Father granted access to business records in family dispute

A father has been granted access to information concerning the family businesses of which he was a director.

The issue arose because he was in dispute with his son and daughter-in-law, who were also directors.

The family business comprised of companies that operated residential care homes. The father and mother established and ran it on their own for many years before their daughter and son became company directors in 1999 and 2015 respectively.

A few months after the son joined, the daughter resigned when it was discovered that she had wrongly diverted £720,000 from the business to one of her own companies. She agreed to repay the money but failed to do so.

The mother died in 2017 and the son's wife became a director of the companies. The father lived with the son and wife until 2020. He then moved in with the daughter and lodged a petition against the son and wife under the Companies Act 2006, alleging that they were excluding him from participating properly as a director by preventing him from accessing company information and records.

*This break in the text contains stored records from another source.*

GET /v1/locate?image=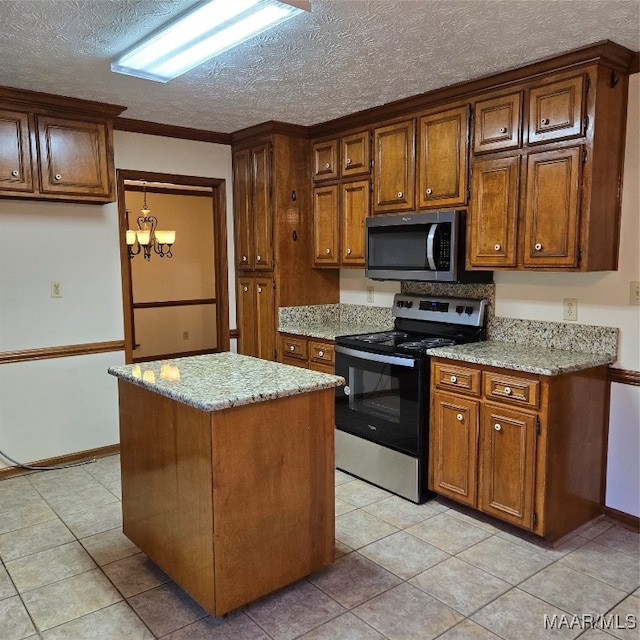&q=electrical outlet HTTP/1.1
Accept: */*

[562,298,578,322]
[367,287,373,302]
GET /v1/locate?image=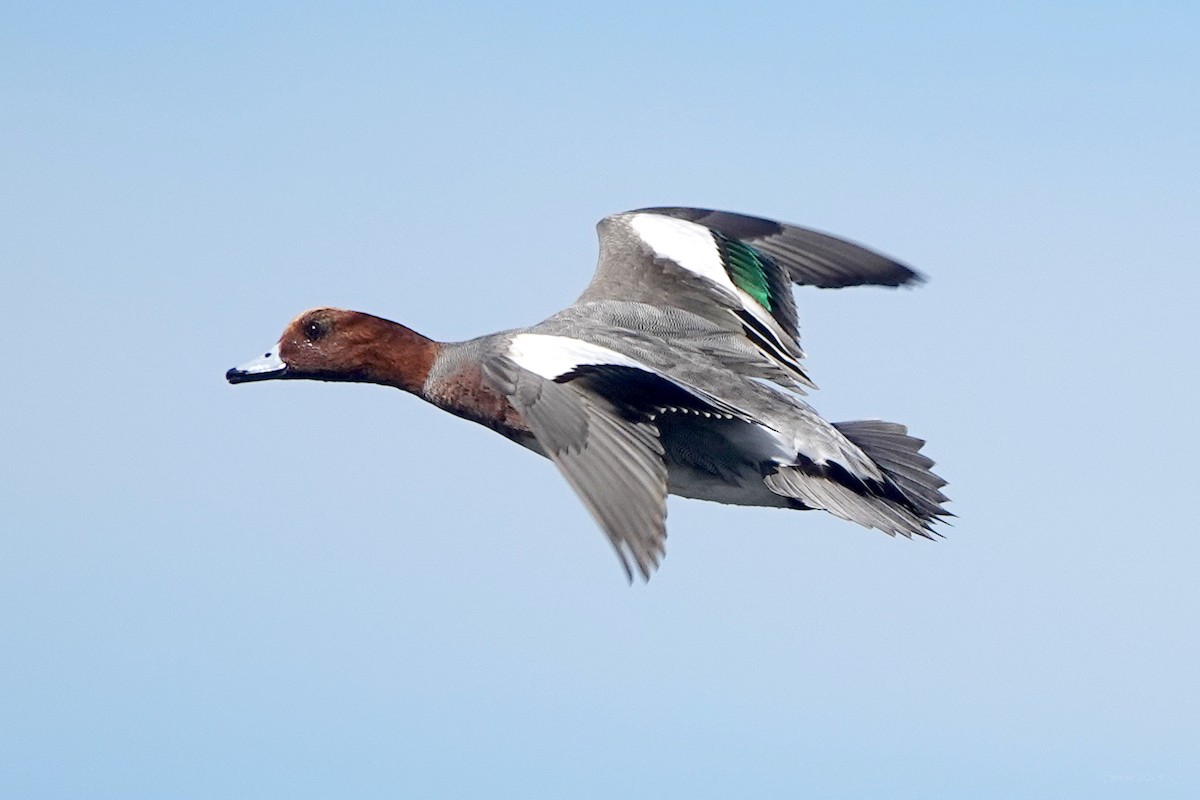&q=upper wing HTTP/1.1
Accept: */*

[641,207,922,289]
[484,356,667,579]
[577,209,918,385]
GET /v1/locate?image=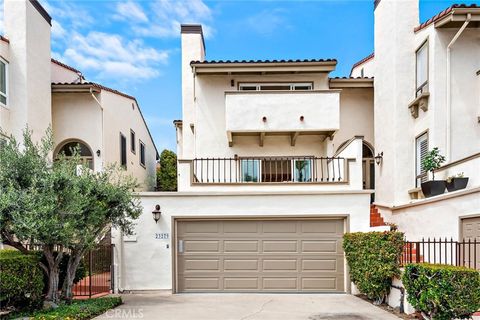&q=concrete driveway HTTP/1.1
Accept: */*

[97,292,399,320]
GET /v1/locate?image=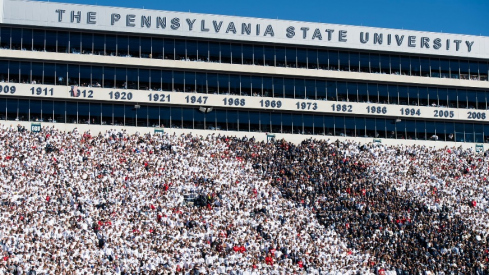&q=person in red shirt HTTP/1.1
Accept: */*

[265,253,273,266]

The son and wife asserted that the father had lost interest in the business, and the daughter was unduly influencing him and driving the petition out of spite, partly because they had obtained a judgment ordering her to repay the money she had taken.

They expressed concern that if the father had access to company information, the daughter would use it to evade her liabilities.

The father, who was 85, submitted that he should be given access to the companies' information and records pending trial; and that the son and wife should be removed as directors because they were mismanaging the company, leaving him as sole director with a manager to assist him.

The High Court said it was appropriate to grant interim relief ensuring that the father had access to the companies' information to enable him to participate effectively as a director pending trial.

This was because he was entitled to participate in the management of the companies and a director had the right under the general law to inspect the books and records.

There was no reason why the information should cause concern regarding the judgment debt owed by the daughter. In any event, the father had confirmed that he would undertake not to share the information he received with her and to only use the documents for the purpose of performing his director's duties.

However, it was not appropriate to order that the son and his wife be removed as directors because there was a substantial dispute as to whether it would be appropriate to grant an order at trial that the father be given the right to buy out the son and wife and take over control of the companies.

It was also likely to be destabilising to the companies to remove the two most active current directors, whatever the rights and wrongs of them being currently the most active.

It would require cogent evidence to show that it would be prudent to leave the father as the sole director, considering his age, his admission that he was not capable of managing the companies on his own, and the fact that he had not been involved in the business for some time.

Although there were some legitimate and unanswered questions concerning the son and wife's operation of the companies, those concerns could be substantially addressed by requiring them to give undertakings regulating their conduct of the companies pending trial.